Elements, Molecules and Compounds • Elements are the basic materials that make up all matter. • An Element is a substance that can not be chemically broken down and contains atoms of only one variety. • All solids, liquids, and gases are made up of Elements. • Some matter may be made up of only one Element, but most matter is made up of more than one Element. • There are 109 Elements, 92 of which are natural. Millions of Compounds can be made by combining different Elements.
Elements, Molecules and Compounds • When elements are combined, the properties of the compound may differ considerably from that of the individual elements. • Electrical properties of compounds are important in water treatment, gas and oil refining, food processing, chemical and pharmaceutical manufacturing, medical applications, and research. • Low voltage electricity is passed through the compounds and used to take measurements that provide information about the product being tested.

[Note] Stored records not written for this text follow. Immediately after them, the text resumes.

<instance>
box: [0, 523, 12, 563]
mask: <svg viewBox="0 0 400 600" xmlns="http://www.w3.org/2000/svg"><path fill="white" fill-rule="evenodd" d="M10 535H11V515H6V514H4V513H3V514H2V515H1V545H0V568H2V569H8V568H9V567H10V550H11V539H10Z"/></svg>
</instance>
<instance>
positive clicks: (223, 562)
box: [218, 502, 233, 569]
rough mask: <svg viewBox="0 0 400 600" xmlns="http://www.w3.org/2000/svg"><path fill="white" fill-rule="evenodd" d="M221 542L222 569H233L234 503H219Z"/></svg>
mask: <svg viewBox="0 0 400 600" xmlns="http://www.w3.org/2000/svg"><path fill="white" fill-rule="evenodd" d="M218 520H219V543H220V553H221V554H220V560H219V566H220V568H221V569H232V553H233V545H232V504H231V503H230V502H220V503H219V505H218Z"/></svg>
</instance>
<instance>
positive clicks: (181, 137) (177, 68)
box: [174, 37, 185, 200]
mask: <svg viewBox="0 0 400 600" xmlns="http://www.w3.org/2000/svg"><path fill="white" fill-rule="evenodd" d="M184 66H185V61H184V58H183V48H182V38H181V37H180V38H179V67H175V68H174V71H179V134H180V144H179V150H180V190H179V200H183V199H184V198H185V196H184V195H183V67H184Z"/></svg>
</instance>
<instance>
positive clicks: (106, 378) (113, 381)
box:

Electron Flow • Two theories – Conventional Current Flow and Electron Current Flow. • Conventional Current – current flows from positive to negative. • Conventional Current Flow is used in electrical field and by electrical engineers to aid in explanation electrical circuit properties.
Electron Flow • Electron Current Flow – current flows from negative to positive. • Electron Current Flow is used in electronic semiconductor field to assist in explaining the operation of solid-state electronic components.